Да потому что на протяжении последних десятилетий действительно развертывается устойчивая тенденция возрастания роли Человека, его творческой деятельности и личностных качеств. Именно такая (творческая) деятельность именно такого (креативного, пишущегося с большой буквы) Человека создает новые технологии и новые ресурсы развития (информацию, знания). Она требует новых форм своей организации. Она порождает необходимость появления новых экономических и политических институтов. И эта тенденция проявляет себя уже более полувека. В энтузиазме наших родных королевых и макаренко. В действительном буме IT-технологий на Западе. В массовом социальном творчестве венесуэльской бедноты и респектабельных НПО Западной Европы.
Но!
И вот здесь начинаются жесткие и провокационные тезисы автора.

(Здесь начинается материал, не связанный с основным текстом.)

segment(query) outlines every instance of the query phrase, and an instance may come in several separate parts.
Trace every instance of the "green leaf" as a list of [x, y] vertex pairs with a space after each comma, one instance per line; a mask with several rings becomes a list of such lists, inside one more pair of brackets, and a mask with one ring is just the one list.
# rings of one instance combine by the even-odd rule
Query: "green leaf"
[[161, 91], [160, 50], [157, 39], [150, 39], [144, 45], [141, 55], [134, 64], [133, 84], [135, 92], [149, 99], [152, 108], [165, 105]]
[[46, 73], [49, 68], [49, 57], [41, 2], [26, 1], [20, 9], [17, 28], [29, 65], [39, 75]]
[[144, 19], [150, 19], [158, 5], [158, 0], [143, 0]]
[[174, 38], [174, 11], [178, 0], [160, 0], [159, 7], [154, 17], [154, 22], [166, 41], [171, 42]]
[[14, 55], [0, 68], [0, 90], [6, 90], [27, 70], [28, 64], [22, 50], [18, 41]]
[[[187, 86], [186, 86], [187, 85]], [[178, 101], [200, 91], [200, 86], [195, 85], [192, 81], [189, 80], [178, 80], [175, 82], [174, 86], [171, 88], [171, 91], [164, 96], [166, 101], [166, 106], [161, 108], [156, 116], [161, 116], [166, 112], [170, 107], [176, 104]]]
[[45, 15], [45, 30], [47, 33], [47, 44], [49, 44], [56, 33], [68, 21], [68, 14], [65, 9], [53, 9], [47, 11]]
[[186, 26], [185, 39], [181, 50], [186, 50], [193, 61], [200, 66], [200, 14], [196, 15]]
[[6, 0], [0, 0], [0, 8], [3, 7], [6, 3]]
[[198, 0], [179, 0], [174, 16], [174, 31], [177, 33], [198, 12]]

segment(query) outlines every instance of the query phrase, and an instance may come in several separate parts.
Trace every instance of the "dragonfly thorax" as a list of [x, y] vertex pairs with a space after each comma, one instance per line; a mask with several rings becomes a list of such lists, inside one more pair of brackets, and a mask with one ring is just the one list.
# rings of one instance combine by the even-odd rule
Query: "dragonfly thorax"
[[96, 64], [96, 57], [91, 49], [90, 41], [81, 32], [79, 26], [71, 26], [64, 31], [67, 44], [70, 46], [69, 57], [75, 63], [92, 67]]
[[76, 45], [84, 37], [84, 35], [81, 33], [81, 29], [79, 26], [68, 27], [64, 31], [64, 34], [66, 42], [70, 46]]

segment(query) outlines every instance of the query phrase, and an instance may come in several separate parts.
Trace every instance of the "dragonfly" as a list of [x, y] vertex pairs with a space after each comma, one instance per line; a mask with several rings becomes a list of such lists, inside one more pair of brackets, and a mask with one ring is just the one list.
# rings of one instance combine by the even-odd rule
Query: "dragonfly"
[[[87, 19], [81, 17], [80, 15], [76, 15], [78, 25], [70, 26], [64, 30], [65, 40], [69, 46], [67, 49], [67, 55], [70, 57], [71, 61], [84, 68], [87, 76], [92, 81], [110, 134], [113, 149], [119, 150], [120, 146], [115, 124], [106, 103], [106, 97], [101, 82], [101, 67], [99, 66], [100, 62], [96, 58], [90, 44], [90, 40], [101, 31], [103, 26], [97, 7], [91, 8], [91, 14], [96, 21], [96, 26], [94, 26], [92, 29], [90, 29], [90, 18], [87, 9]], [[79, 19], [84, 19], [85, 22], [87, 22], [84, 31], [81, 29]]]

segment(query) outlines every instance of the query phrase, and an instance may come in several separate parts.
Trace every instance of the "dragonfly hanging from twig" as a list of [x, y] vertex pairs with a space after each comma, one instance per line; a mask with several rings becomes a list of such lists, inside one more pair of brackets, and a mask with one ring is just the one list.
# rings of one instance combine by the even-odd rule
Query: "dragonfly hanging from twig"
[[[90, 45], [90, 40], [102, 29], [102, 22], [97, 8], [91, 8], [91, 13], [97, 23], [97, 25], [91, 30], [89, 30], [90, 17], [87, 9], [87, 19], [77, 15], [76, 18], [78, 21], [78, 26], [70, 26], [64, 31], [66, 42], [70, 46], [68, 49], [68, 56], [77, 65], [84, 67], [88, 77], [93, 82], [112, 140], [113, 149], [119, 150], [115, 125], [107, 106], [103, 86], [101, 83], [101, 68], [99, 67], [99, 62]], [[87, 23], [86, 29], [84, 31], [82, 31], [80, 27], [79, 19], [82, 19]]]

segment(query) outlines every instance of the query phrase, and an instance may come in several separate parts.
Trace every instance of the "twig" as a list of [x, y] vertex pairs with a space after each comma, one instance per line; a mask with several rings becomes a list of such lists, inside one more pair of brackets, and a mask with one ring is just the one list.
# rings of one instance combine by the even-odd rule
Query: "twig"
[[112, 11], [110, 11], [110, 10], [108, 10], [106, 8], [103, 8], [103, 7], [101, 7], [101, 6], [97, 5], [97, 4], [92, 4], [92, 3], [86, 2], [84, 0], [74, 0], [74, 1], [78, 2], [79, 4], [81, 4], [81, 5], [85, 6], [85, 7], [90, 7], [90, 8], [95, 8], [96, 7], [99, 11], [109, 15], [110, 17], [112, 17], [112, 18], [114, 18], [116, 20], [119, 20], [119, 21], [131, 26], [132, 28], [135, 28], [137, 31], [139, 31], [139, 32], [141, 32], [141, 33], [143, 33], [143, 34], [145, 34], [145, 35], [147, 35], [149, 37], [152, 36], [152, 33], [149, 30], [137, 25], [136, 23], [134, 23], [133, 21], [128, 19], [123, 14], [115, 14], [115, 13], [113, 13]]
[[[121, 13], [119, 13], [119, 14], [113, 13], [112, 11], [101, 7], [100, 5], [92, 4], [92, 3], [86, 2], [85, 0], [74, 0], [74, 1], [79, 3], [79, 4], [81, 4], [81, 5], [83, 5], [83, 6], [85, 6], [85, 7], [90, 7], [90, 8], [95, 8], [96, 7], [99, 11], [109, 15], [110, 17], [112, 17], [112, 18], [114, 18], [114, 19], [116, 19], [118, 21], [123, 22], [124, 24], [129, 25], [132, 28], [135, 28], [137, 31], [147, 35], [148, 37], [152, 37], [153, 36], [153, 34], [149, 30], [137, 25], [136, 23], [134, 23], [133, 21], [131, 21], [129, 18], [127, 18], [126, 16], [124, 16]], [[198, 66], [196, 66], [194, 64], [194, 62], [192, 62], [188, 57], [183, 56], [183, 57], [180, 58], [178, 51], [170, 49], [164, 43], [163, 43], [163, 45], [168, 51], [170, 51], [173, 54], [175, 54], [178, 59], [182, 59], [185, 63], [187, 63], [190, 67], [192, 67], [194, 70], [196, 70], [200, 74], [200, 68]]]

Начнем с того, что прогресс человеческих качеств и творчества идет крайне неравномерно во времени и в пространстве. Периоды креативного бума сменяются периодами застоя, а то и регресса. Например, эпоха конца 1950-х – 1960-х с ее колоссальными технологическими (космос, химия, микробиология, медицина) и социальными (от хрущевской «оттепели» и антиколониальных революций до торжества социал-демократической модели в Западной Европе) сдвигами «выдохлась» уже к концу 1960-х.
Еще более очевиден тезис о пространственной неравномерности прогресса креативной деятельности. «Общество знаний», творческого труда, а не компьютерных игрушек, развивается чрезвычайно неравномерно, концентрируясь даже не в отдельных странах, а в отдельных сетях, контролируемых глобальными игроками. Подавляющее большинство жителей Земли находятся в гетто отсталости. И при сохранении нынешней модели глобализации они будут все дальше отдаляться от мира креатосферы. Лишь немногие имеют шанс вырваться из этого гетто в новый мир.
Между тем природа творчества состоит в том (и это доказано советской школой философов и психологов – Леонтьевым, Выготским, Ильенковым), что способностью к нему обладает любой ребенок в любой семье – богатого и бедного, жителя Кембриджа и Урюпинска. Но если способность к творческой деятельности потенциально имеется у каждого, то перед нами встает новый круг проблем. Найдется ли для всех творческая работа? Кто в этом случае будет растить хлеб и производить машины? И почему же тогда не самые глупые интеллектуалы так тревожатся о судьбах 75 процентов жителей Земли, которых в будущем ждет роль обитателей гетто отсталости?
Развилки эво- и ин-волюции
Здесь опять последует жесткий тезис: поле творческой деятельности уже не одно десятилетие принципиально широко и открыто для большинства. Только надо хотя бы на минуту задуматься и понять, что наиболее востребованная и в высшей мере креативная деятельность – это прежде всего труд воспитателя детского сада и школьного учителя, медицинского работника и тренера-физкультурника (я нарочито использовал термин советской поры с акцентом на культуре физического бытия Человека, а не бизнесе в сфере профессионального спорта), рекреатора природы и общества («садовники» и социальные работники), инженера и квалифицированного рабочего, художника (причем не только профессионального) и ученого.